Wild mustard, tickweed, yellow cleome
Cleome viscosa Linnaeus, Sp. Pl. 2: 672. 1753; Polanisia icosandra (Linnaeus) Wight & Arnott; P. microphylla Eichler; P. viscosa (Linnaeus) de Candolle
Plants (10-)30-100(-160) cm. Stems viscid. Leaves: petiole 1.5-4.5(-8) cm, glandular-hirsute; leaflet blade ovate to oblanceolate-elliptic, (0.6-)2-6 × 0.5-3.5 cm, margins entire and glandular-ciliate, apex acute to obtuse, surfaces glandular-hirsute. Racemes 5-10 cm (10-15 cm in fruit); bracts (often deciduous), trifoliate, 10-25 mm, glandular-hirsute. Pedicels 6-30 mm, glandular-hirsute. Flowers: sepals green, lanceolate, 5-10 × 0.8-1.2 mm, glandular-hirsute; petals arranged in adaxial semicircle before anthesis, radially arranged at anthesis, bright yellow, sometimes purple basally, oblong to ovate, 7-14 × 3-4 mm; stamens dimorphic, 4-10 adaxial ones much shorter with swelling proximal to anthers, green, 5-9 mm; anthers 1.4-3 mm; ovary 6-10 mm, densely glandular; style 1-1.2 mm. Capsules dehiscing only partway from apex to base, 30-100 × 2-4 mm, glandular-hirsute. Seeds light brown, 1.2-1.8 × 1-1.2 mm, finely ridged transversely. 2n = 20.
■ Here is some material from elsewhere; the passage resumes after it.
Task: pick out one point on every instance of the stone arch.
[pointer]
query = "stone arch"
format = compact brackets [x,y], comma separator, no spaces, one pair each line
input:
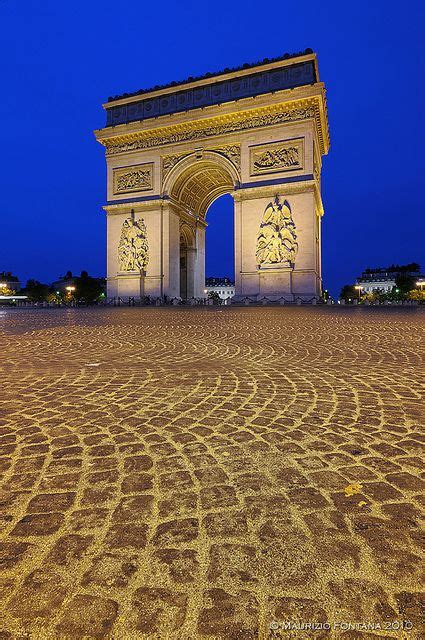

Flowering summer. Disturbed roadsides, vacant lots, citrus groves, railroads, ballasts; 0-50 m; introduced; Fla., Ga., La., N.J., Pa., S.C.; s, se Asia, Africa; introduced also in Mexico, West Indies, Central America, South America.
Arivela viscosa seeds have a high oil content (26%), are rich in linoleic acid, and are eaten in India. The leaves and seeds have been used medicinally in Asia (southern China, Guam, India) for the eyes and intestines, and as a poultice for headaches and rheumatism (R. N. Chopra et al. 1986; N. D. Mandahar 2002). Records from New Jersey and Pennsylvania are based on non-persistent ballast plants from the late 1800s.